Wired blog reports on a remarkable recent example of hacking, in no less a venue than the Large Hydron Collider in Geneva at CERN :

"Shortly after physicists activated the Collider on Wednesday, hackers identifying themselves as Group 2600 of the Greek Security Team accessed computers connected to the Compact Muon Solenoid detector, one of four key subsystems responsible for monitoring the collisions of protons speeding around the 18-mile track near Geneva, Switzerland.
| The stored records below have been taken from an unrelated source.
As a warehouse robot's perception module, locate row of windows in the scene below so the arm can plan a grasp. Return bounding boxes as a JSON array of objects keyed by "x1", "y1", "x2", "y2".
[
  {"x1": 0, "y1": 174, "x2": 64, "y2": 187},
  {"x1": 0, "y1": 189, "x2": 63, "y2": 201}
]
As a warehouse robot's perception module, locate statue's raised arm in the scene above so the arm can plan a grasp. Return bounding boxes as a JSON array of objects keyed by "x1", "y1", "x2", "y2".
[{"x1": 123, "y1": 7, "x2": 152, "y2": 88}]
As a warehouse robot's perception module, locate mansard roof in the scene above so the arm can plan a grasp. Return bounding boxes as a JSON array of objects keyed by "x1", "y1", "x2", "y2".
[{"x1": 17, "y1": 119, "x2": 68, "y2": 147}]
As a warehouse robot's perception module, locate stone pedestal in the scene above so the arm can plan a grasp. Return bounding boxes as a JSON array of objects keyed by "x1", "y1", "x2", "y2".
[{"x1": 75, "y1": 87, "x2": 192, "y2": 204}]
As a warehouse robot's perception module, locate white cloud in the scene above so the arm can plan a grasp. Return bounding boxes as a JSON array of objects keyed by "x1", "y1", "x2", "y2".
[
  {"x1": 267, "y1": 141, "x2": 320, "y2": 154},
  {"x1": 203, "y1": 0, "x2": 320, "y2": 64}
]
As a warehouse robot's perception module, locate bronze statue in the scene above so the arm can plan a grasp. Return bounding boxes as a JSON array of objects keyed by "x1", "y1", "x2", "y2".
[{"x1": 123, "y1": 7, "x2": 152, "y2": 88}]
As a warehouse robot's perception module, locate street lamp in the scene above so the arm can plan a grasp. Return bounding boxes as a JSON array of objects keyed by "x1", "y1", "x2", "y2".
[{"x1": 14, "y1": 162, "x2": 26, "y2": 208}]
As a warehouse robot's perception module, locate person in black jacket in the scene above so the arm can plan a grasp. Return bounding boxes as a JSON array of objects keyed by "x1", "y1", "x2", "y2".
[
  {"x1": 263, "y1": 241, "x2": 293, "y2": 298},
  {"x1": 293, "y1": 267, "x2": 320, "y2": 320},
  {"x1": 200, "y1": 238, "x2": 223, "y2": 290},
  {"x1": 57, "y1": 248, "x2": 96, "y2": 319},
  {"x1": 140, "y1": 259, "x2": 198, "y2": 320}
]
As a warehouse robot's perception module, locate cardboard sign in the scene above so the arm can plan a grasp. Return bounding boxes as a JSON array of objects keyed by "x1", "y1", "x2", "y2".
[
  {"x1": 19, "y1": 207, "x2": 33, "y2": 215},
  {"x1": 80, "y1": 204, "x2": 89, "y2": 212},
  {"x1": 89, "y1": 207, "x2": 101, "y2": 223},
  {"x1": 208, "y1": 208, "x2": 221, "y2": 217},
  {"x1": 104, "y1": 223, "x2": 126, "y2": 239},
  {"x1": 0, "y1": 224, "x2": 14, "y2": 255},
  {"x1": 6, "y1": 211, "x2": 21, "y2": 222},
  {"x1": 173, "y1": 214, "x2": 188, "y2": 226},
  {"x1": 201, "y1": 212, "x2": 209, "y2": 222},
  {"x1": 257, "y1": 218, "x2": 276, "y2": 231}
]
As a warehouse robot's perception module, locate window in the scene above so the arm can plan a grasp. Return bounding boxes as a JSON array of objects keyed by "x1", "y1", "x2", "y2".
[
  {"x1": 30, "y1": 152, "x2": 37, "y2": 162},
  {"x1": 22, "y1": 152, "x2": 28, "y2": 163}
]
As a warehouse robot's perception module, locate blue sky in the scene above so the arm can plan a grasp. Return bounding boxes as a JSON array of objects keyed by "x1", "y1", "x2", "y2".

A few scientists had worried that the experiment could inadvertently create a planet-swallowing black hole. Physicists called this impossible, or at least extraordinarily unlikely. But the hack raises a different sort of worst-case scenario: the largest and most complicated science experiment in history, intended to reveal basic information about the composition of matter, derailed by malevolent intruders."


According to the Telegraph, the hackers were "one step away" from the computer control system of one of the huge detectors of the machine, a vast magnet that weighs 12,500 tons, measuring around 21 metres in length and 15 metres wide/high.

Fun as it might be to speculate on whether hackers could have generated The End of the World (movie rights opending, surely) it's very clear that the worst that could have been done would have been the derailing or contamination of the experiemental results. But considering that £4.4 billion was spent on the LHC, even that would have been somewhat more serious than hax0r tricks.

If the US wants to sentence Gary McKinnon to life, what would they do to these guys if they get hold of them? Luckily for them if they ever get caught, the jurisdiction would presumably fall to the Swiss or Greek courts!